Therapeutic Targeting of Lysosomal Enzyme Glycoforms in Hunter Syndrome and Fabry Disease
3 year project supported by Jeans for Genes £231,635
There are two lysomal storage disorders caused by genetic defects in one of the sex chromosomes: Hunter syndrome and Fabry disease. Differences between these two conditions in disease severity in females lie at the core of this proposal, which offers therapeutic benefit in several Lysomal Storage Disorders. If we were able to determine why women harbouring one copy of a defective gene for Hunter Syndrome almost never develop the condition, whereas women carrying a single Fabry disease gene nearly always suffer from this disorder, we would be in a position greatly to enhance the action of treatments already available for patients with many lysosomal diseases.

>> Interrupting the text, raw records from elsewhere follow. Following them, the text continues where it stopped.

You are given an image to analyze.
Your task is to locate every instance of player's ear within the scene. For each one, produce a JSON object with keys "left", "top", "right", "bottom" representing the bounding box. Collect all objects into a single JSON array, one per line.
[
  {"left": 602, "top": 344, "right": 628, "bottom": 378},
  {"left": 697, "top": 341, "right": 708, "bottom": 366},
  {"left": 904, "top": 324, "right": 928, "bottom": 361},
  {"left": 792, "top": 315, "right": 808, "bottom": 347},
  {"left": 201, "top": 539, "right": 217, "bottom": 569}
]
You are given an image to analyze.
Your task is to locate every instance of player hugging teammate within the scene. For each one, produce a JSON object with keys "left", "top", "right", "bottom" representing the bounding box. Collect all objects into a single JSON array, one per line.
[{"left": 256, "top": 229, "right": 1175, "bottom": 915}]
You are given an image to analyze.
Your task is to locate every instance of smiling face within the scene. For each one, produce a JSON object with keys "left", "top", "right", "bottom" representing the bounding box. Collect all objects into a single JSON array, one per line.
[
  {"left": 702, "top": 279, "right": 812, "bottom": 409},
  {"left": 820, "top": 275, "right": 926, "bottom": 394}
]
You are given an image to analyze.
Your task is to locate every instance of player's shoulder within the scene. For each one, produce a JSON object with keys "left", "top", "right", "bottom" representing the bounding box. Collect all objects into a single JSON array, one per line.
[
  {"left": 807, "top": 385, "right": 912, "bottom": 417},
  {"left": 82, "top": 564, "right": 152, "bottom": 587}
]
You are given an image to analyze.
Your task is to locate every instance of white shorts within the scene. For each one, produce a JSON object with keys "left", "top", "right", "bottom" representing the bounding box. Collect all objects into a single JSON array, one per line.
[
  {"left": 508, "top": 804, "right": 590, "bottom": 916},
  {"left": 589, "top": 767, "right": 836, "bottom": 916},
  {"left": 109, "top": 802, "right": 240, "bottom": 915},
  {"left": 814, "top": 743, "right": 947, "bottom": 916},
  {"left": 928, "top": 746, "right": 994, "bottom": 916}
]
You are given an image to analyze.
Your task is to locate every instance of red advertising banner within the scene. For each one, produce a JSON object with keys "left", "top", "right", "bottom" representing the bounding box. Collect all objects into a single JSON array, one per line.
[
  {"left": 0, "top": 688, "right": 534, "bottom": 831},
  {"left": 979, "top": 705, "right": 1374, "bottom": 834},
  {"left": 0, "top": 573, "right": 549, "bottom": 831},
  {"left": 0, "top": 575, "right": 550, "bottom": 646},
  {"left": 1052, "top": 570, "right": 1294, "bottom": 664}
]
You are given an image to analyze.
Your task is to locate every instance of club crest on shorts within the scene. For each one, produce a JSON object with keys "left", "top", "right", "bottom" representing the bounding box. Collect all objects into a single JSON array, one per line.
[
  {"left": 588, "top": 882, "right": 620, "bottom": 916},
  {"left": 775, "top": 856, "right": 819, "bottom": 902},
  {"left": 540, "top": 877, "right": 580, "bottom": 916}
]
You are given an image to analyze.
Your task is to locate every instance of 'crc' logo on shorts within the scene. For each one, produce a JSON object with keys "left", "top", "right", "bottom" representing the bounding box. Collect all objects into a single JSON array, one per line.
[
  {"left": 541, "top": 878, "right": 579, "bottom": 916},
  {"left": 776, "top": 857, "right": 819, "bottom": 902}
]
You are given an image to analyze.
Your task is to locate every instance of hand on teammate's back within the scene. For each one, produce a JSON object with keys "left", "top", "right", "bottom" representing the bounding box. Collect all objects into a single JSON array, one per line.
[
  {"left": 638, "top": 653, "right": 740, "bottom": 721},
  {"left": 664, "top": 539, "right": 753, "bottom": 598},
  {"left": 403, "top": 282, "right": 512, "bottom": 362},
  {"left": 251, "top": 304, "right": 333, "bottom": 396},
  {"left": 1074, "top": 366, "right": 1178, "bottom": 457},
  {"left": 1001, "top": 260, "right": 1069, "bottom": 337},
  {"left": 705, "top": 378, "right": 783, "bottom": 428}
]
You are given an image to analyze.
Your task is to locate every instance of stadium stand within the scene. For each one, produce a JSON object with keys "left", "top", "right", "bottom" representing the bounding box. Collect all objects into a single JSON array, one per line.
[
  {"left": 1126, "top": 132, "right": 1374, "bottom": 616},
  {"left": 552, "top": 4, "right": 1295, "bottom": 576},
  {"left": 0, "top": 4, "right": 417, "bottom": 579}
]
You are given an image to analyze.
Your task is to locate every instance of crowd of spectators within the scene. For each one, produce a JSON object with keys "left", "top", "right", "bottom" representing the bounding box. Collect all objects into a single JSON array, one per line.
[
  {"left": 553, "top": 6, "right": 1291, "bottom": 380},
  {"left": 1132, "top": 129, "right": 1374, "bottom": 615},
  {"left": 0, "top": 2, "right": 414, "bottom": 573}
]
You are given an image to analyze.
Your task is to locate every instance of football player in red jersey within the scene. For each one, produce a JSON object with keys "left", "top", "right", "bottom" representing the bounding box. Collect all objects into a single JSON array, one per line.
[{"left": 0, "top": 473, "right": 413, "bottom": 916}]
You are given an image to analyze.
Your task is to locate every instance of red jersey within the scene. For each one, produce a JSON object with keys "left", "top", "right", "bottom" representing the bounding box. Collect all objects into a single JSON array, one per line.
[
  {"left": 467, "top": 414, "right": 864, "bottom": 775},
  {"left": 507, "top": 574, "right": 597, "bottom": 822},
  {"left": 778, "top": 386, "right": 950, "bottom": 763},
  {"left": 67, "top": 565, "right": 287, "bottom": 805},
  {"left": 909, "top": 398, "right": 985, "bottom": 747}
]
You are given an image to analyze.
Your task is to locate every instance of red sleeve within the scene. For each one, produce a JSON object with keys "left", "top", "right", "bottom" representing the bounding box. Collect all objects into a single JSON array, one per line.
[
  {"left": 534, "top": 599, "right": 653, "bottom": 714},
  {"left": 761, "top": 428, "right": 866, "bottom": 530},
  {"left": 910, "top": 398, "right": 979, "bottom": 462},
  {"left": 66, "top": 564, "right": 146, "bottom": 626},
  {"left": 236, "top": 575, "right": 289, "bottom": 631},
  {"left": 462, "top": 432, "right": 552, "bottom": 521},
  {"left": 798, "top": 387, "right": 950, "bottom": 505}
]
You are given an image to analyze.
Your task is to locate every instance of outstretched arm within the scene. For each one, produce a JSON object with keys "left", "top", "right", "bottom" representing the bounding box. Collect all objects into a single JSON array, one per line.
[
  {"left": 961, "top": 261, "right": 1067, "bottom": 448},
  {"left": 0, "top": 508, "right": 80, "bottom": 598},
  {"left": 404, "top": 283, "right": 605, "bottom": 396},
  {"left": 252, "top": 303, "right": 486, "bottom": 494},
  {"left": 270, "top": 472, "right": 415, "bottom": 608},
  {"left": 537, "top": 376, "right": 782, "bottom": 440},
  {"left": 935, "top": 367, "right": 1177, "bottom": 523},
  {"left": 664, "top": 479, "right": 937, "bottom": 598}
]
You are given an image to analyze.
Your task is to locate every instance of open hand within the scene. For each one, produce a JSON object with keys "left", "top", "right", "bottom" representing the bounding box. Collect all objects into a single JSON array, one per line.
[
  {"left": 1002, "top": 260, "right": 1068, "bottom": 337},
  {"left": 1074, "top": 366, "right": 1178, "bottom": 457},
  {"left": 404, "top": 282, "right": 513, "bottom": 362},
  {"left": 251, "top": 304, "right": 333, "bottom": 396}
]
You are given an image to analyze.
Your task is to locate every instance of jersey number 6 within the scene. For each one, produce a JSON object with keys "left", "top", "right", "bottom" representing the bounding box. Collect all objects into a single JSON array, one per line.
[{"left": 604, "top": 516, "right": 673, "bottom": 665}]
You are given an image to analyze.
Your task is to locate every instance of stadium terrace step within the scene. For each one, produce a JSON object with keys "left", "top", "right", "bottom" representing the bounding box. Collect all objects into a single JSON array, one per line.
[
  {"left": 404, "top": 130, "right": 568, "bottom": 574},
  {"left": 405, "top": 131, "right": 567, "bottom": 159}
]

Enzyme replacement therapy depends on the ability of cells to take up enzyme from the surrounding fluid and target it to the lysosome, where it has its biological effect. Cells producing adequate amounts of enzyme usually export a proportion into the surrounding fluid. Every normal female is a mosaic; in some of her tissues maternal genes are active, whilst in others, paternal genes are active. Thus females with sex-linked conditions are made up of patches of tissue with normal production of enzyme and patches with an impaired production. In Fabry disease and Hunter syndrome, females carrying the defective gene usually have detectable enzyme in body fluids. In Hunter syndrome, this enzyme apears to be taken up by the defective cells thus preventing expression of the disease, through a 'natural' enzyme replacement therapy. This process does not appear to work in Fabry disease, permitting the accumulation of storage materials in affected tissues with resulting features of disease in most females. This is all the more intriguing given that the pharamaceutical enzyme, supposedly similar in structure to the natural enzyme, clears storage and provides clinical benefit to female patients.

This research project will examine aspects of the structure and the distribution of the relevant enzyme in Fabry Disease and Hunter Syndrome. We will examine the question whether the natural Fabry enzyme is modified in the circulation in a way that prevents its uptake into deficient cells. The uptake of the natural, therapeutic and artificially modified enzyme in diverse relevant cell types will be explored. On the basis of this research whether the structure of the enzyme can be optimied to permit uptake of the natural enzyme in females with Fabry disease and permit the development of enzyme treatments that are more effectively targetted to diseased tissue in a broad range of lysomal storage diseases.